The Chinese swim team manager has demanded Horton apologize for his “malicious personal attack” on Sun, People’s Daily reports. Meanwhile, Mark Anderson, the Chief Executive for Australia’s swim team, has spoken out in support of Horton:
“We do support our athletes and trust them that when they say things, they say them with respect and openness and transparency. Mack made that statement and we absolutely back it. We’re not focusing on that as a topic but clearly it is something that meant a lot to Mack. He came out, made a strong statement and we support that.”
It seems like the series of events was too much for Sun, who broke down into tears during an interview. The hashtag in support of the Chinese athlete, #Don’t Cry Sun Yang#, has gone viral on Weibo with 83 million views.
But netizens went even further than that. Even with the existence of the Great Firewall, it may not be a good idea to anger Chinese fans. Since Horton made those comments, his social media accounts have been spammed by angry Chinese netizens, calling him a “snake,” “loser” or “disrespectful person.” The hashtag #apologizetosunyang has more than 11,000 posts already on Instagram. Furthermore, Andrew Brown from Fairfax Media reported that there have been more than 200,000 hate comments on his page. Though Horton has turned off comments on his account already, he is still within the reach of Chinese netizens.
A victory photo he posted on Facebook has garnered almost 2,000 angry-faced emoticons and lots of scornful comments.

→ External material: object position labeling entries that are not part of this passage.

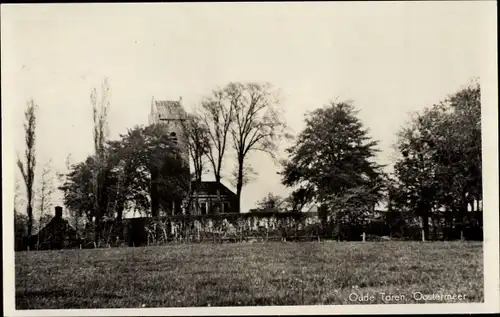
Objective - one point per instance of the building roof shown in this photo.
(210, 188)
(168, 109)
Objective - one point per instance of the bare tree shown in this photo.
(217, 116)
(28, 168)
(44, 195)
(198, 146)
(258, 124)
(100, 105)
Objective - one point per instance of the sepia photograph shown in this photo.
(249, 158)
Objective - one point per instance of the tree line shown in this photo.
(332, 163)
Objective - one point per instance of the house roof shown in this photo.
(169, 109)
(210, 188)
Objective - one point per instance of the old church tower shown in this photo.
(172, 115)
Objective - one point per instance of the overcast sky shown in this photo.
(389, 58)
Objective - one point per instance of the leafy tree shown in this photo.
(300, 198)
(44, 195)
(258, 124)
(28, 168)
(199, 146)
(100, 104)
(333, 159)
(153, 173)
(271, 202)
(439, 168)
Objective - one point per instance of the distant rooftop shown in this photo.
(210, 188)
(168, 109)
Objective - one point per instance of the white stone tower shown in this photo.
(173, 116)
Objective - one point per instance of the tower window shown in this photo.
(173, 136)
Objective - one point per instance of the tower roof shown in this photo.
(168, 109)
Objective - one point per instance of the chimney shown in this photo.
(58, 212)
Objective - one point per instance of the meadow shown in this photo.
(242, 274)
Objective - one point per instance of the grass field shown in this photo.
(306, 273)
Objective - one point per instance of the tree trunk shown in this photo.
(30, 218)
(239, 186)
(425, 224)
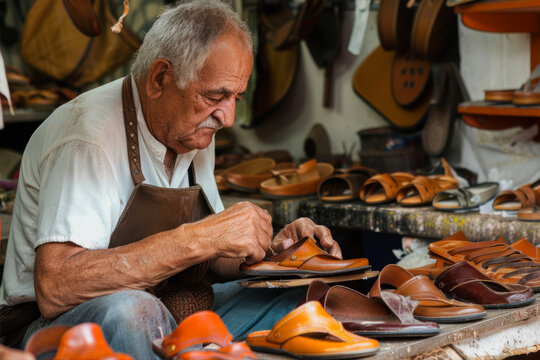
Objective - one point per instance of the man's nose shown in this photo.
(229, 109)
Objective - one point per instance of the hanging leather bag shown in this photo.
(52, 44)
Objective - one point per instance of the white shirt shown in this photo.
(75, 181)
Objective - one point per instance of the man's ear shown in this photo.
(160, 75)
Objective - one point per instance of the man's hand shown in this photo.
(301, 228)
(243, 230)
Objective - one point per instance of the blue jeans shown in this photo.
(131, 319)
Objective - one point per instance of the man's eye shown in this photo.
(214, 99)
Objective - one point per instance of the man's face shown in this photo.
(187, 119)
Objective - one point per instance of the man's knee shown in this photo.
(135, 311)
(130, 305)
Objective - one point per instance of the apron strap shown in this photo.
(130, 123)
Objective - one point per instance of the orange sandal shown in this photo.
(81, 342)
(203, 327)
(423, 189)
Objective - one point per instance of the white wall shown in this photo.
(287, 127)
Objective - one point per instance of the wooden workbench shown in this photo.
(500, 334)
(422, 222)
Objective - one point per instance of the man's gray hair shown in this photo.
(184, 35)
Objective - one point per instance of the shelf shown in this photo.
(505, 16)
(502, 16)
(484, 115)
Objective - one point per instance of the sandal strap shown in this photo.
(504, 260)
(473, 246)
(200, 328)
(524, 280)
(309, 318)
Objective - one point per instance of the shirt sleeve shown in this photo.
(78, 197)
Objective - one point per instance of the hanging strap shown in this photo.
(130, 123)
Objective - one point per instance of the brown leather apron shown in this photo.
(152, 209)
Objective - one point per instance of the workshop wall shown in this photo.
(488, 61)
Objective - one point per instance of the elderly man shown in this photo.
(117, 194)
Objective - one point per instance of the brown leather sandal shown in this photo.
(464, 282)
(495, 259)
(422, 189)
(388, 316)
(305, 259)
(524, 197)
(382, 188)
(290, 182)
(344, 186)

“He is a loser, please he early as early as super living death,” 向南 wrote.
“Provoke others who go will never be they respect,” Chinh Duong wrote.
“You won the game, but no one will respect you,” Badbigbang wrote.

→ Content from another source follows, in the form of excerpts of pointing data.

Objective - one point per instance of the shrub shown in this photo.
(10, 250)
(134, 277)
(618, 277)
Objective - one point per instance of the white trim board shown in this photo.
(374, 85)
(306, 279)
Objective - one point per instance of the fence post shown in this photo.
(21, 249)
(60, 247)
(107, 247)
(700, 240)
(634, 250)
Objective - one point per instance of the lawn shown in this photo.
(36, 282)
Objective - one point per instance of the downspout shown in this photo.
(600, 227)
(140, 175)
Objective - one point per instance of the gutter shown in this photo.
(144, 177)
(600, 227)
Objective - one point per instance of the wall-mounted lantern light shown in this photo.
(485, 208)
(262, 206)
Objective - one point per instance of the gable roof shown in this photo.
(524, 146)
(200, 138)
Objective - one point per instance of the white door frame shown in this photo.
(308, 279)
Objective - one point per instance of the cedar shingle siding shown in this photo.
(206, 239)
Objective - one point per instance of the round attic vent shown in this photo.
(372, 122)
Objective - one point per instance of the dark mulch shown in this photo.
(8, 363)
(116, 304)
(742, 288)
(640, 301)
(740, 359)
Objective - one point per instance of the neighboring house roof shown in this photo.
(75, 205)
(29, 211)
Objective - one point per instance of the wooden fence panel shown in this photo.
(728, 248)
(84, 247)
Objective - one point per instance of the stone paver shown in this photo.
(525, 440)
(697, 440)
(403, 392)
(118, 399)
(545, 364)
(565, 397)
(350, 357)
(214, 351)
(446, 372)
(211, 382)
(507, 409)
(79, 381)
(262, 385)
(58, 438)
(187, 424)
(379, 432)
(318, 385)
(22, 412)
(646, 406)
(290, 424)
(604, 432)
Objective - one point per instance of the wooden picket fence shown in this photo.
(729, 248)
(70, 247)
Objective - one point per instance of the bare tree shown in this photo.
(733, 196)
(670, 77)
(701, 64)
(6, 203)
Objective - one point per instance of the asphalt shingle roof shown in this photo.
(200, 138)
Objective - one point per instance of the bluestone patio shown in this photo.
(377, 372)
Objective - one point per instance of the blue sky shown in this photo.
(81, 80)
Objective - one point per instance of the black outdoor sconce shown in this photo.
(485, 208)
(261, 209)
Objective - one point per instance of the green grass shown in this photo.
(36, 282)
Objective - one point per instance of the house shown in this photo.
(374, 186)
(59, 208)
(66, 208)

Others brought up his fellow Aussie teammates’ misuse of prescription drugs, especially Stilnox, back in 2012.
“Did you forget about the London Olympics four years ago? Collective doping?” 李金泽 wrote.
7News Australia decided to conduct a poll, “Should Mack Horton apologise for calling Sun Yang a ‘drug cheat’?” An hour after it was posted, results were favored to the “no” side with a 69% majority. But as soon as Chinese netizens got wind of the poll, the results flipped and now shows 74% for “yes.”

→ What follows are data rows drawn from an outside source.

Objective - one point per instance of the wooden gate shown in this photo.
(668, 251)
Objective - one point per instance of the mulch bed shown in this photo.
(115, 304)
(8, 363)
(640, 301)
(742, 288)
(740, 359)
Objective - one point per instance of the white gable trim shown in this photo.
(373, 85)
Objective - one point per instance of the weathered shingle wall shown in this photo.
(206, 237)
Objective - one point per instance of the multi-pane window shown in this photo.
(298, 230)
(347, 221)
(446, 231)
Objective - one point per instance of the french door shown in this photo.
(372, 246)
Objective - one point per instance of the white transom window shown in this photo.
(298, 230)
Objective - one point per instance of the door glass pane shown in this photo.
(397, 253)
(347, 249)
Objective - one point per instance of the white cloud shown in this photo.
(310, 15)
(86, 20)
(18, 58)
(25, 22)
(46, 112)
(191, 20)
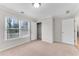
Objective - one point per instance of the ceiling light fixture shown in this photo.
(36, 5)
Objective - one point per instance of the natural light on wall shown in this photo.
(36, 5)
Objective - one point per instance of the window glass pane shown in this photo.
(12, 28)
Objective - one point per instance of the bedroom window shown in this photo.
(16, 28)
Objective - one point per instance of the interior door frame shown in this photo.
(75, 31)
(41, 30)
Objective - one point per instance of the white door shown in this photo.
(68, 31)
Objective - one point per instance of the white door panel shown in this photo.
(68, 31)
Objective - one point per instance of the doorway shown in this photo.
(68, 31)
(39, 31)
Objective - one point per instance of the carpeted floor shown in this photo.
(39, 48)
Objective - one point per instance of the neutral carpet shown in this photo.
(39, 48)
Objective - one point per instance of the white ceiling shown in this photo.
(45, 10)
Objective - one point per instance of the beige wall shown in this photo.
(4, 44)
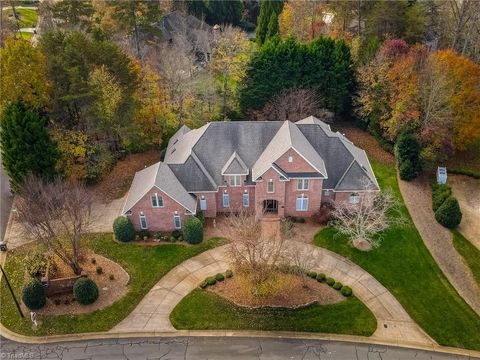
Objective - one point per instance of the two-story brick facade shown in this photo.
(279, 168)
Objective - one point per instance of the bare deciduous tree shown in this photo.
(57, 214)
(362, 222)
(251, 251)
(293, 105)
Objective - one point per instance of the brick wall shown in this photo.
(158, 219)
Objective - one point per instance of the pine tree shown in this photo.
(272, 29)
(26, 145)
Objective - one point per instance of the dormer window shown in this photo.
(235, 180)
(157, 201)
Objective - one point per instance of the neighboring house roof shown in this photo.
(235, 166)
(161, 176)
(196, 160)
(288, 136)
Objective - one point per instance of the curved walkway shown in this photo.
(418, 199)
(393, 322)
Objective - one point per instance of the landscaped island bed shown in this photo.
(145, 265)
(403, 265)
(204, 310)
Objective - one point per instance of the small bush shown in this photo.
(201, 216)
(193, 230)
(33, 295)
(449, 214)
(323, 215)
(346, 291)
(123, 229)
(337, 285)
(176, 234)
(85, 291)
(210, 281)
(440, 193)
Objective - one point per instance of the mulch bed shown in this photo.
(116, 183)
(289, 292)
(109, 290)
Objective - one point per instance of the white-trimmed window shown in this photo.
(226, 200)
(143, 222)
(246, 200)
(270, 186)
(302, 203)
(177, 221)
(157, 201)
(302, 184)
(203, 203)
(354, 198)
(235, 180)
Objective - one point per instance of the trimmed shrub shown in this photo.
(449, 214)
(123, 229)
(33, 295)
(85, 291)
(211, 281)
(176, 234)
(337, 285)
(346, 291)
(440, 193)
(193, 230)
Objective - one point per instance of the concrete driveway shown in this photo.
(153, 312)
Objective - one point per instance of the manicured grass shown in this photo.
(145, 265)
(404, 265)
(204, 310)
(28, 17)
(469, 252)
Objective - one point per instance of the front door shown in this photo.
(270, 206)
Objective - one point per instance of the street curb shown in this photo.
(226, 333)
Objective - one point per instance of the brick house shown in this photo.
(274, 167)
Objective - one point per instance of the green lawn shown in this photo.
(28, 17)
(404, 265)
(203, 310)
(469, 252)
(145, 265)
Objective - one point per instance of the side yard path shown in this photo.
(417, 197)
(393, 322)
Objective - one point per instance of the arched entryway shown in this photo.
(270, 206)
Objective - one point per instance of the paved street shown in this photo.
(211, 348)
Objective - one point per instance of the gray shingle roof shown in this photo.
(161, 176)
(195, 159)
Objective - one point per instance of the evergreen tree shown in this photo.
(324, 65)
(267, 7)
(272, 29)
(26, 145)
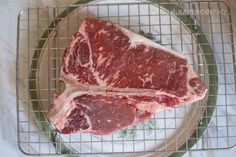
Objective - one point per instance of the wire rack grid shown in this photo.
(200, 30)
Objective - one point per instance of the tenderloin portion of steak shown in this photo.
(116, 78)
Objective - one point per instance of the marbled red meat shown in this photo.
(116, 78)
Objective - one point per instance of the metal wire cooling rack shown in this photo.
(201, 30)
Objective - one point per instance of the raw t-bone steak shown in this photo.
(116, 78)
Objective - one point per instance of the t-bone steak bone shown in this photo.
(116, 78)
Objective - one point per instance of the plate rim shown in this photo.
(203, 124)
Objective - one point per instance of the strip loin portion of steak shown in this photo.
(116, 78)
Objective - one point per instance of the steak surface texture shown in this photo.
(116, 78)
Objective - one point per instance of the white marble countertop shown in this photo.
(8, 17)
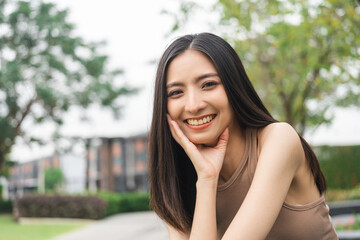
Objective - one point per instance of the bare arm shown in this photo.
(280, 157)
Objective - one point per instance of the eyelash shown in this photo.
(205, 85)
(209, 84)
(174, 93)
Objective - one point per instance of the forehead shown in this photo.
(188, 65)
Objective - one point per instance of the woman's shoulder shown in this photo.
(279, 134)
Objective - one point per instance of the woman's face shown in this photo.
(196, 98)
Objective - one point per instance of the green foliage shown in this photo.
(5, 206)
(53, 178)
(341, 166)
(45, 68)
(297, 54)
(11, 230)
(125, 202)
(89, 207)
(334, 195)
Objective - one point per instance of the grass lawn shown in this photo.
(10, 230)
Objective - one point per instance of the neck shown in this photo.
(234, 152)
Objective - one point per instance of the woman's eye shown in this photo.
(174, 93)
(209, 84)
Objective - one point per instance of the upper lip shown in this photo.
(200, 117)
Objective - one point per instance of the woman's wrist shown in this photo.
(207, 182)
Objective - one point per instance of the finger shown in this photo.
(223, 140)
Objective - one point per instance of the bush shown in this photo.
(125, 202)
(340, 165)
(5, 206)
(89, 207)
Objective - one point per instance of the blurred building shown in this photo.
(117, 164)
(28, 177)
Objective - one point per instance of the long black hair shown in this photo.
(171, 173)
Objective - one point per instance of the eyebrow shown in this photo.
(206, 75)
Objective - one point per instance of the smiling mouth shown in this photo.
(201, 121)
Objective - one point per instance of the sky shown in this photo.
(136, 34)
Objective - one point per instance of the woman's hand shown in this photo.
(206, 160)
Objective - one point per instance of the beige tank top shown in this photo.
(305, 222)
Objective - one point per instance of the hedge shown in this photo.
(340, 165)
(89, 207)
(5, 206)
(125, 202)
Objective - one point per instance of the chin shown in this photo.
(204, 141)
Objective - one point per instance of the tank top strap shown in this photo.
(253, 152)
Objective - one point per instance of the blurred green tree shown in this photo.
(302, 56)
(45, 69)
(53, 178)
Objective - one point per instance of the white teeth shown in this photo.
(204, 120)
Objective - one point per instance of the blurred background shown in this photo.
(77, 78)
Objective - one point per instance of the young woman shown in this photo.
(221, 167)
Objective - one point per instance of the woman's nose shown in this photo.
(194, 102)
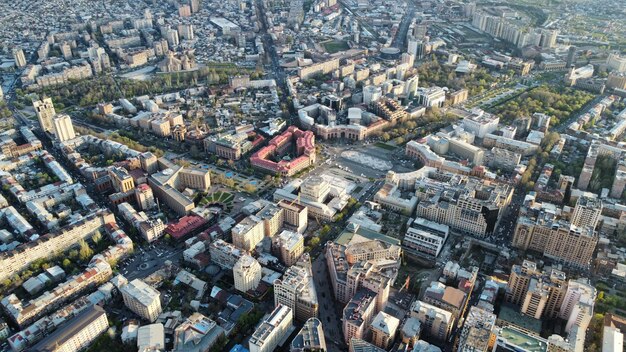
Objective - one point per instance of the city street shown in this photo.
(328, 313)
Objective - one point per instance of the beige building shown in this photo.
(196, 179)
(248, 233)
(436, 322)
(20, 258)
(142, 299)
(289, 246)
(272, 330)
(77, 334)
(224, 254)
(539, 294)
(63, 128)
(539, 229)
(294, 215)
(296, 290)
(149, 162)
(247, 274)
(121, 179)
(272, 216)
(45, 114)
(358, 314)
(616, 80)
(384, 329)
(310, 338)
(144, 197)
(477, 333)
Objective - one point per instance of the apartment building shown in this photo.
(224, 254)
(25, 313)
(272, 330)
(358, 314)
(383, 330)
(310, 338)
(22, 256)
(436, 322)
(122, 181)
(294, 215)
(45, 113)
(466, 204)
(289, 246)
(272, 216)
(539, 294)
(425, 238)
(247, 274)
(477, 333)
(296, 290)
(248, 233)
(540, 227)
(77, 334)
(63, 128)
(142, 299)
(376, 271)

The top comment from WeiMiao Guo Grosser reads:
“Sun Yang is clean and passed the drug test, he deserves respect just as much as any other athlete competing in that pool. Nobody is talking about the 2012 Australia men’s swimming team’s drug violation, but it seems people here have really short memory and think Australian swimmers have always been clean! Apologize and move on!”
As well as insults, netizens have made Horton into a meme and edited a picture of him biting his gold medal.
Chinese netizens weren’t the only ones calling Horton out. The nationalistic tabloid the Global Times has not only criticized Horton, but the entirety of Australia. Horton is characterized in the editorial as a hypocrite for taking the moral high ground while alleging that Sun is a cheat and someone who “doesn’t have the spirit of an Olympian.” The editorial also lambasted the Australian media for praising Horton’s statement. It finally concludes by saying: “Westerners stated that Australia is on the edge of civilized society and that it was once England’s prison. This means that their uncultured acts aren’t surprising. We can’t say we disagree with such thoughts.”
Of course, this isn’t the first time that the Global Times has attacked Australia.
The competition between the two is far from over. On August 12th, Sun and Horton will compete again in the 1500-meter freestyle race. May the best man win.